If you have any idea on how to figure out the in-memory representation of text inside Pages, it might be very helpful in solving this problem. Maybe I can dump and read the process memory in some simple way?

Another possible solution is simpler — I'm assuming it is somehow possible to reboot the computer from this sleepimage, but I can't find any documentation as to how you would proceed with that. Some other users (macrumors) seem to have encountered this, but for all the forum questions I've found, none of them have responses.

The OS X version is Snow Leopard, 10.6.8.

Complex suggestions involving programming are welcome.
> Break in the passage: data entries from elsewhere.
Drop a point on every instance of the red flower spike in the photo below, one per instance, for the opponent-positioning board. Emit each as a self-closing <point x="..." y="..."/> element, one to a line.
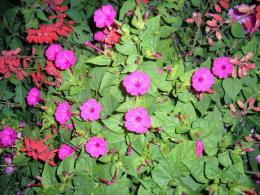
<point x="38" y="150"/>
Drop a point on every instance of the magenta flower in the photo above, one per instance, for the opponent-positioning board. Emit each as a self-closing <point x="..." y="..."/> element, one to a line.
<point x="137" y="83"/>
<point x="9" y="170"/>
<point x="99" y="36"/>
<point x="90" y="110"/>
<point x="52" y="51"/>
<point x="7" y="137"/>
<point x="202" y="80"/>
<point x="247" y="20"/>
<point x="63" y="113"/>
<point x="199" y="148"/>
<point x="33" y="96"/>
<point x="65" y="151"/>
<point x="96" y="146"/>
<point x="257" y="158"/>
<point x="137" y="120"/>
<point x="104" y="16"/>
<point x="65" y="59"/>
<point x="222" y="67"/>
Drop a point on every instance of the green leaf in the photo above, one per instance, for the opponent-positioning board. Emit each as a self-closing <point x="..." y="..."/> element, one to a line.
<point x="48" y="175"/>
<point x="101" y="60"/>
<point x="237" y="30"/>
<point x="232" y="87"/>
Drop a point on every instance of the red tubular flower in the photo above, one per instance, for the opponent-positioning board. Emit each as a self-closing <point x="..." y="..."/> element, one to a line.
<point x="38" y="150"/>
<point x="38" y="78"/>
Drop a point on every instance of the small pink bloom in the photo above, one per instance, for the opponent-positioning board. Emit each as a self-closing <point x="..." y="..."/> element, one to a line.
<point x="222" y="67"/>
<point x="137" y="83"/>
<point x="99" y="36"/>
<point x="70" y="126"/>
<point x="104" y="16"/>
<point x="9" y="170"/>
<point x="63" y="113"/>
<point x="7" y="137"/>
<point x="202" y="80"/>
<point x="65" y="151"/>
<point x="33" y="96"/>
<point x="137" y="120"/>
<point x="96" y="146"/>
<point x="52" y="51"/>
<point x="8" y="159"/>
<point x="199" y="148"/>
<point x="90" y="110"/>
<point x="257" y="158"/>
<point x="65" y="59"/>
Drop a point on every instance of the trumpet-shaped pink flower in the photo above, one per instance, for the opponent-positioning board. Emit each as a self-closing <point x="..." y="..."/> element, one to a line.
<point x="33" y="96"/>
<point x="7" y="137"/>
<point x="65" y="59"/>
<point x="99" y="36"/>
<point x="104" y="16"/>
<point x="65" y="151"/>
<point x="137" y="83"/>
<point x="222" y="67"/>
<point x="202" y="80"/>
<point x="199" y="148"/>
<point x="63" y="113"/>
<point x="90" y="110"/>
<point x="96" y="146"/>
<point x="52" y="51"/>
<point x="137" y="120"/>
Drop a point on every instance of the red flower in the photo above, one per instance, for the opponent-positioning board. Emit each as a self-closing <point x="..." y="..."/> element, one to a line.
<point x="38" y="150"/>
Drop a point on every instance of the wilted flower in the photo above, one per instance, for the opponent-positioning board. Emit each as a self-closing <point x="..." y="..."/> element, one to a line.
<point x="137" y="83"/>
<point x="96" y="146"/>
<point x="202" y="80"/>
<point x="137" y="120"/>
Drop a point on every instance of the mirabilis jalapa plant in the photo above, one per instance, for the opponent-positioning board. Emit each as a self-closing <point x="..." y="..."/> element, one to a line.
<point x="133" y="114"/>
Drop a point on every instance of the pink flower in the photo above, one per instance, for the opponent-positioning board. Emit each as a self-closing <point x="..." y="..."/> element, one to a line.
<point x="90" y="110"/>
<point x="104" y="16"/>
<point x="99" y="36"/>
<point x="96" y="146"/>
<point x="137" y="120"/>
<point x="65" y="151"/>
<point x="33" y="96"/>
<point x="137" y="83"/>
<point x="65" y="59"/>
<point x="8" y="159"/>
<point x="202" y="80"/>
<point x="9" y="170"/>
<point x="52" y="51"/>
<point x="222" y="67"/>
<point x="63" y="113"/>
<point x="199" y="148"/>
<point x="7" y="137"/>
<point x="246" y="19"/>
<point x="257" y="158"/>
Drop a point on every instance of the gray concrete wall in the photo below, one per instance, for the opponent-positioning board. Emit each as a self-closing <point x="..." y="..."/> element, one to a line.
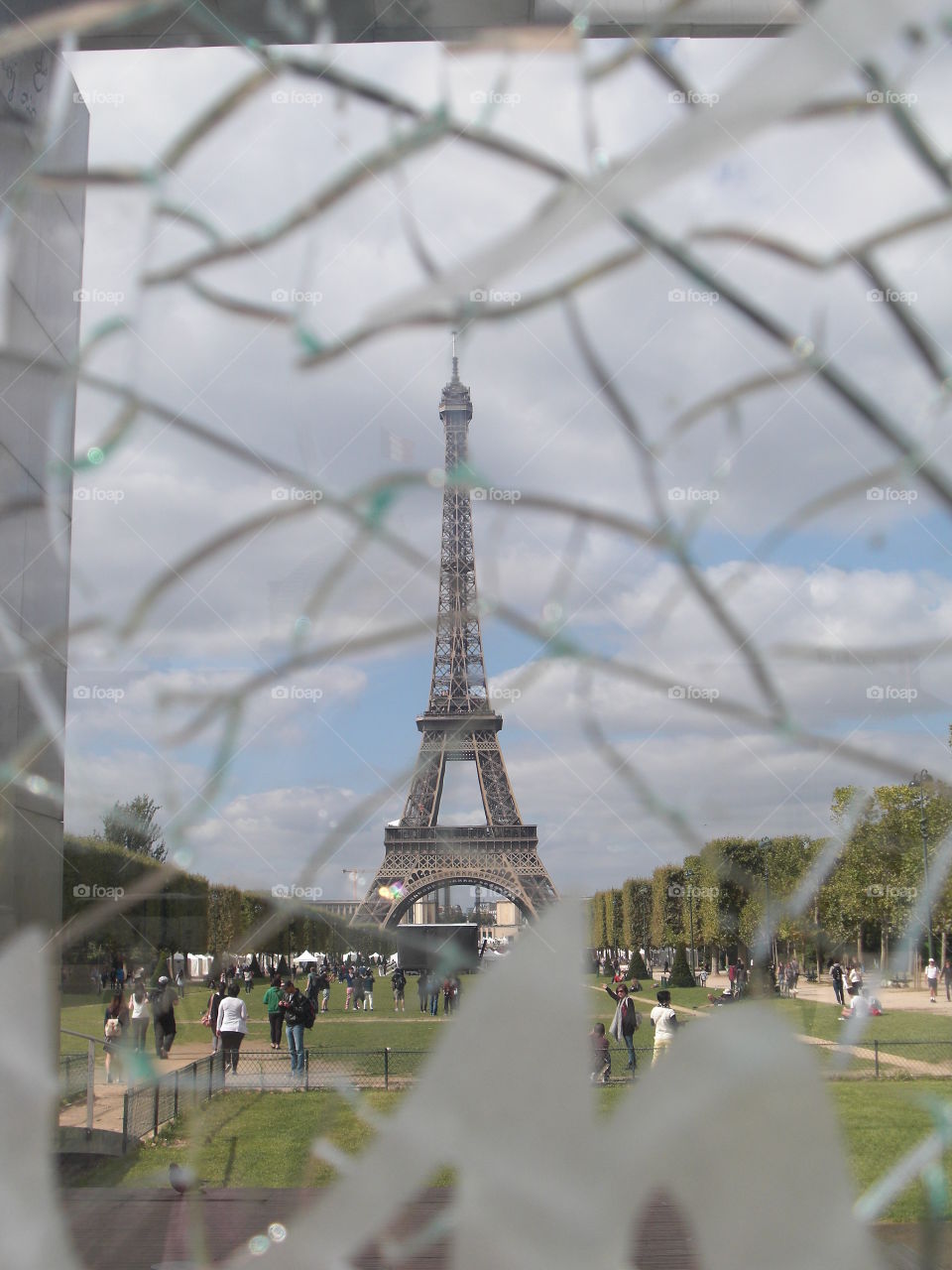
<point x="41" y="317"/>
I do C and Python.

Thank you.

Best Answer

Update with pictures:

  • that loobsdpkdbik identifier mentioned first, isn't one - just happend to be before my text the fist time I tried it.

  • part of the text seems to get "lost" (i.e. not saved in one continuous memory stretch) and this may worsen with RAM usage

  • you may not be able to recover meaningful text from the sleepimage

Now my original text (with typo in 1st paragraph, sry Mr. Matisse):

Hidden Gems: MoMa’s Abby Aldrich Rockefeller Sculpture Garden, designed by Philip Johnson in 1953, is a spectacular urban oasis with its reflecting pools and beautiful landscaping. This outdoor gallery is installed with changing displays of outdoor sculpture, including works by Aristide Maillol, Alexander Calder, Henri Maisse, Pablo Picasso, and Richard Serra.

While visiting the new painting and sculpture galleries at MoMa, be sure to traverse the staircase bridging the forth and fifth floors in order to see Henri Matisse’s monumental image of joy and energy, Dance (1909). The painting was originally intended to hang in the stair hall of a Russian palace in Moscow.

And the recovered text:

Hidden Gems: Ma s Abby Aldrich Rockeller Sculpre Gn, desigd by Phip John 1953, is spectacular ursithtseflecting pools autifulandscapg. This outdoor gallery is italled with changing displays of outor sculpre, includg workby Aristide Maillol, Alexander Calder, Henri Maisse, Pabloicasso, anchard Sea.

While ving the new paintg sculpture gallies at Ma, be sure to traver t stase bridging the forth fth flrsn ordeto s Henri Matse s mtal imagof joy and ey, Dan (19). The painting waorinally intded to hg t stair hall of Rsian palace Moscow.

And the screen-shots:

Original text in Pages

Recovered text from sleepimage


It seems that for an (unsaved) Pages document (almost) all characters in your text are separated by 0x00 in memory - thus STRING becomes S.T.R.I.N.G with . being 0x00. So you either have to search for that; I can recommend 0xED for a graphical front-end... ..or you search for loobsdpkdbik which seems to be (part of) an identifier, which comes 5 bytes before the text (at least only in one case).